One of the most noted young artists working at the intersection of online culture, feminism and technology today, Washko brings a wealth of critical, conceptual, and research-based knowledge to the School of Art. Her time-based works, performances and research projects have exhibited at the Whitney Museum of American Art, New York; the Museum of Contemporary Art, Los Angeles; Bauhaus University, Weimar, Germany; the Andy Warhol Museum, Pittsburgh; the Kiasma Museum of Contemporary Art, Helsinki, Finland; and the CCA Contemporary Art Center in Tbilisi, Georgia, among many others.
Washko is a recipient of a Franklin Furnace Performance Fund Grant, a Creative Time Report commission, a Rhizome Internet Art Microgrant, the Terminal Award, and the Danish Arts Council Curatorial Research Grant. Her practice has been highlighted in Art in America, Frieze Magazine, Time Magazine, The Guardian, ArtForum, VICE and The New York Times.
“Angela’s research and work occupy a critical space within the currently embattled dialogue surrounding gender and technology, offering us a lens into one of today’s most pressing discussions within art, academia, and modern culture,” White said. “Her practice represents a new and crucial aspect of contemporary art and gender politics today, and we are lucky to have her join our tenure-track faculty. The wealth of knowledge she brings will benefit our community and students in the years to come.”

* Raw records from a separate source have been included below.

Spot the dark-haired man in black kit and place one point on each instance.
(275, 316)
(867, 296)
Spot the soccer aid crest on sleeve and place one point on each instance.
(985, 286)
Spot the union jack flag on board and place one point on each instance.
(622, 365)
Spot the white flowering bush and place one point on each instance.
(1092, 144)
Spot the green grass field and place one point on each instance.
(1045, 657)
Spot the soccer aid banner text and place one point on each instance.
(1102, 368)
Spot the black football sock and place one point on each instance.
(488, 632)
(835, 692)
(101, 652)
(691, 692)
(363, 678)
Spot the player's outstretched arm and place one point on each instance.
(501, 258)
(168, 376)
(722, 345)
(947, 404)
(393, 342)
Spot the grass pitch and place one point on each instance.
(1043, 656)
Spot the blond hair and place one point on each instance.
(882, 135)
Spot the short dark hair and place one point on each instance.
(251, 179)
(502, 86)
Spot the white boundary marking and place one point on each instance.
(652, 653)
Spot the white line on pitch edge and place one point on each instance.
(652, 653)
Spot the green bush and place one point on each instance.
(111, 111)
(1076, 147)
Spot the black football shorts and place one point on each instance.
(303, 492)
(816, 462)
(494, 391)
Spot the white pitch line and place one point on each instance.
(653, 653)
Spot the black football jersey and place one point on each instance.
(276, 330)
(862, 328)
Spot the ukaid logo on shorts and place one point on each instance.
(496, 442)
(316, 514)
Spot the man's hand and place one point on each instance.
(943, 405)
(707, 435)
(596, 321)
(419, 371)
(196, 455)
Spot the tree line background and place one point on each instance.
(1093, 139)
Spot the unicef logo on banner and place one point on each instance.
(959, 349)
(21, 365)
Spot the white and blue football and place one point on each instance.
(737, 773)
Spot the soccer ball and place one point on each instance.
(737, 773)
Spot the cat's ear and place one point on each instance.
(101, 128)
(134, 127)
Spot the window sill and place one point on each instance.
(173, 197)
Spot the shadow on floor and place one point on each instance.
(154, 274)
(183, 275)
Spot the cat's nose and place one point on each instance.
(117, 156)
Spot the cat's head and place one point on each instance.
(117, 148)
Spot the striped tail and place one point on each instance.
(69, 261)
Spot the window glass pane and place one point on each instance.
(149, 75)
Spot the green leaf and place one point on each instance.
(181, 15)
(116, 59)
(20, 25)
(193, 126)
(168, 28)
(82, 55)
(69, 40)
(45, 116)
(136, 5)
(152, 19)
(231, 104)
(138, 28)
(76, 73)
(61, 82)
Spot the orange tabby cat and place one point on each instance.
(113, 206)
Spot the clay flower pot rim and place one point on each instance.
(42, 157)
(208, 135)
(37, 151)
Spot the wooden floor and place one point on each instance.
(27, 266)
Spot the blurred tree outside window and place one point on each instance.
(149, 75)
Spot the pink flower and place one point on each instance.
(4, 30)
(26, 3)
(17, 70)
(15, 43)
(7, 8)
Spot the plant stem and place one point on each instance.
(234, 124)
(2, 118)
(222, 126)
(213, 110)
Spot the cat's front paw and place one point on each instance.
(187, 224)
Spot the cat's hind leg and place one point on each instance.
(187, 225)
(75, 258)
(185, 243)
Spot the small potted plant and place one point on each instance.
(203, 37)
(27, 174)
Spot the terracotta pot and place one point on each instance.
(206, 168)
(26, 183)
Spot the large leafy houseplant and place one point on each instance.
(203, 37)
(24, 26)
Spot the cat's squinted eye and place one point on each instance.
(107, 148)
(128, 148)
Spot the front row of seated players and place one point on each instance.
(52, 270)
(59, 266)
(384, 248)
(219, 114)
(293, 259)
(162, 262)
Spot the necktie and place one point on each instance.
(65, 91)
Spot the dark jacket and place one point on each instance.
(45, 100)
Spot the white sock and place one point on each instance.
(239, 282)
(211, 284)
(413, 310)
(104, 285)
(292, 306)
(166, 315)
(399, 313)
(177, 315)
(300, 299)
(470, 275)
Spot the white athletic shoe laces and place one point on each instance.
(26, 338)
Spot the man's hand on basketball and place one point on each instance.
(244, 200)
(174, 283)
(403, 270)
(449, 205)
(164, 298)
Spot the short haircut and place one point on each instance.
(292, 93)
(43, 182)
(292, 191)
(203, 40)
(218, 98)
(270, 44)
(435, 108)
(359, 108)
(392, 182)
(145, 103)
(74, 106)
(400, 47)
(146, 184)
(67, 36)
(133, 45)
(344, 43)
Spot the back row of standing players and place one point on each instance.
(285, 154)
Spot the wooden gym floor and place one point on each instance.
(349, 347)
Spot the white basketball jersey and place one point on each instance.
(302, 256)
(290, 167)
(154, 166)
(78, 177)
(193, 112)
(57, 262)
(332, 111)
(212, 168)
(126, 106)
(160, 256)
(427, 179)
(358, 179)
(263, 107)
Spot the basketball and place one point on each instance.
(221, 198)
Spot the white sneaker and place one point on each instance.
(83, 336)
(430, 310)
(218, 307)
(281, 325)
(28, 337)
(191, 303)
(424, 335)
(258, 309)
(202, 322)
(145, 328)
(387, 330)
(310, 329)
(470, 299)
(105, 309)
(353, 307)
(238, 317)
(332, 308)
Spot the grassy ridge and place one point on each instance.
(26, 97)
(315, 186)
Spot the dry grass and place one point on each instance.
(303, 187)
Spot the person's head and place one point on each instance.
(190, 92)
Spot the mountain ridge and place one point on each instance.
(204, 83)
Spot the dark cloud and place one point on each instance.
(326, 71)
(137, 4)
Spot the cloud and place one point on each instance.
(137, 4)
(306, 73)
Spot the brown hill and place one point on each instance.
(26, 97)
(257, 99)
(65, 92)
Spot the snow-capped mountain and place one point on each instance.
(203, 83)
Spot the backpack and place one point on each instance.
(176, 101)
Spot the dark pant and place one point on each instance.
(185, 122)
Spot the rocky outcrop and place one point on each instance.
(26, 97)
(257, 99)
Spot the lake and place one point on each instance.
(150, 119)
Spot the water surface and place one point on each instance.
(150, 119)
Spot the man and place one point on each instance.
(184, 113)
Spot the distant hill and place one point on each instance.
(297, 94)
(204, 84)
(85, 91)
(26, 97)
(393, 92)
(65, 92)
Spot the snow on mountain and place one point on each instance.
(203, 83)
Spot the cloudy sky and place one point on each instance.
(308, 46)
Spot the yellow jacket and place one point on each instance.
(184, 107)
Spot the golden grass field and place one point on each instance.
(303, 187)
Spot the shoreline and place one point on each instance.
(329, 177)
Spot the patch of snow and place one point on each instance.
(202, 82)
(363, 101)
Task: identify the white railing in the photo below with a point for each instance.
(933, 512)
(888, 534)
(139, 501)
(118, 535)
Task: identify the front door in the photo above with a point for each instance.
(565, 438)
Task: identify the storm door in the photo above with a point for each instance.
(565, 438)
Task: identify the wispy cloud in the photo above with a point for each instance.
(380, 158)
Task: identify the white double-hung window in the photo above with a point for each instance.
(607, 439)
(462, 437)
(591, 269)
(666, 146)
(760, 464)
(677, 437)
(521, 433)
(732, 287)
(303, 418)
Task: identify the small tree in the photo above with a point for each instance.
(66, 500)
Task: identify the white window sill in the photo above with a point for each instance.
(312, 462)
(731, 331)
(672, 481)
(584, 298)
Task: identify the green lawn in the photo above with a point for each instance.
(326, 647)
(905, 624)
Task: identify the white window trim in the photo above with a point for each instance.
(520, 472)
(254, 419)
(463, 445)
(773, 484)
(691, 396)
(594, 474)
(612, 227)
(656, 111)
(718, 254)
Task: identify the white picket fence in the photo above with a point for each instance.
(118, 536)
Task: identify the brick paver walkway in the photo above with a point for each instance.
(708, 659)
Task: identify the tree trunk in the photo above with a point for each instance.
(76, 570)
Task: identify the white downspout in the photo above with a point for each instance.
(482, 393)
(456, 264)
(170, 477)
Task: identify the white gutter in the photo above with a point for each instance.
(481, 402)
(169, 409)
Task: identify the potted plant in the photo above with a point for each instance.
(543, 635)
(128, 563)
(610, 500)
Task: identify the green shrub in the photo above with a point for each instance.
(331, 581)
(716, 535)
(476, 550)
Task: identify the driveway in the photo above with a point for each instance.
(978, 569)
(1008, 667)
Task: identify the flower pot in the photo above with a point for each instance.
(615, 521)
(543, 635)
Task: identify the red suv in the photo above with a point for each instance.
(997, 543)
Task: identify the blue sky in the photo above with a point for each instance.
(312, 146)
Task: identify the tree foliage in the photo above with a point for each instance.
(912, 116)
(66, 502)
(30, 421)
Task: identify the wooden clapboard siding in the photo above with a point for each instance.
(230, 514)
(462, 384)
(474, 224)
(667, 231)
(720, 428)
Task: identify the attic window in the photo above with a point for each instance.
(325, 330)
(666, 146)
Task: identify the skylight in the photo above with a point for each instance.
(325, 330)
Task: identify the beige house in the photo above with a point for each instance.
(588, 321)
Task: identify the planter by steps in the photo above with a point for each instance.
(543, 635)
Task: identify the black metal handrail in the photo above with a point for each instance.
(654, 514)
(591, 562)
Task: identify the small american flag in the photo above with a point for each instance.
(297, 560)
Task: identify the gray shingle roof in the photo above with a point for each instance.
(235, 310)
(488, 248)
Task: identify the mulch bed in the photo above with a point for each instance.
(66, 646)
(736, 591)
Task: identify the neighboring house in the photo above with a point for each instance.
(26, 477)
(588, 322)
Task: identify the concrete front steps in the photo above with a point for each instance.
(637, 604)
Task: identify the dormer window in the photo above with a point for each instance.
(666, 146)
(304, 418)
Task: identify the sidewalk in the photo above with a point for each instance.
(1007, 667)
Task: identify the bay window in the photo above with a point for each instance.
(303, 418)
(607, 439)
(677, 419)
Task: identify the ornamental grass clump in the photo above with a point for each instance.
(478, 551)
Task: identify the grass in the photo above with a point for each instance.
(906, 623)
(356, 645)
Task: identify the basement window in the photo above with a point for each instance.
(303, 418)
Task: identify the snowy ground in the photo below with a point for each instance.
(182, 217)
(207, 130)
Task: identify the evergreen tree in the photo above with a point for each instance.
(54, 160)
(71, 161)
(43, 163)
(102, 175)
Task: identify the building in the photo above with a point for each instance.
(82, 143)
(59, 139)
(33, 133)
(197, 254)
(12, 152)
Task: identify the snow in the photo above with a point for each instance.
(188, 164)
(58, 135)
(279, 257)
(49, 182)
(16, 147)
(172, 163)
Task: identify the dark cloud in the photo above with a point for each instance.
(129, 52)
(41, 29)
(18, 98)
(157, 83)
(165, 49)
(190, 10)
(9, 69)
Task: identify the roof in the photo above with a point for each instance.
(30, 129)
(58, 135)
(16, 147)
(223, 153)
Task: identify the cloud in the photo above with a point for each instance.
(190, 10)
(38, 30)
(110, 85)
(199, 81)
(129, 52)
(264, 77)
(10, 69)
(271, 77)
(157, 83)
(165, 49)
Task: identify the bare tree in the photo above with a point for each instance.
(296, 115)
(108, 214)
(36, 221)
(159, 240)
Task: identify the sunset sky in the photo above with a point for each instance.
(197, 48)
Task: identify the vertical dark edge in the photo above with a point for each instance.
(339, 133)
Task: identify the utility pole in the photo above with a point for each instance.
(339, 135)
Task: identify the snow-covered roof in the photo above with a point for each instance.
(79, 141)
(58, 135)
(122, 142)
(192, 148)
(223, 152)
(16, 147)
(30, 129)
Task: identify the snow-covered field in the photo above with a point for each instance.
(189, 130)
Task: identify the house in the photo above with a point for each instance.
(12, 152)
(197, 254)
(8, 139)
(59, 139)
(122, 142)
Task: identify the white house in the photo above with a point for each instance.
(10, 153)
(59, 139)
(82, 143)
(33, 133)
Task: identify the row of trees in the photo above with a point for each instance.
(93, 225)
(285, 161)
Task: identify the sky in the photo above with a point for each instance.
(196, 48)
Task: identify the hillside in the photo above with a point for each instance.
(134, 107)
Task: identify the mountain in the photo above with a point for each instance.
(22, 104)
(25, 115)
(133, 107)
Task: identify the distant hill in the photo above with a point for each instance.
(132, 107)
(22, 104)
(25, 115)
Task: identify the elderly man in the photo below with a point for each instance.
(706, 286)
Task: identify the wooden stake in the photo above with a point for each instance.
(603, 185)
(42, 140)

Rated the No. 6 art school in the United States, and No. 1 in the area of time-based and new media by U.S. News and World Report, CMU’s School of Art stands among the world’s leading art programs. With distinguished alumni that include Andy Warhol, Mel Bochner, Joyce Kozloff, Philip Pearlstein and John Currin, and current faculty that include internationally recognized figures such as Jon Rubin, Paolo Pedercini, Kim Beck, Golan Levin and Melissa Ragona, Washko joins a cohort of artists, thinkers and interventionists committed to an expansive platform for creative experimentation and social engagement through art and innovation.
“The School of Art at Carnegie Mellon University occupies a space of research, creative practices, developing technologies, and new ideas unlike any other art school in the world, and is honored to have an artist and activist such as Angela Washko join its tenure-track faculty,” said Dan Martin, dean of The College of Fine Arts.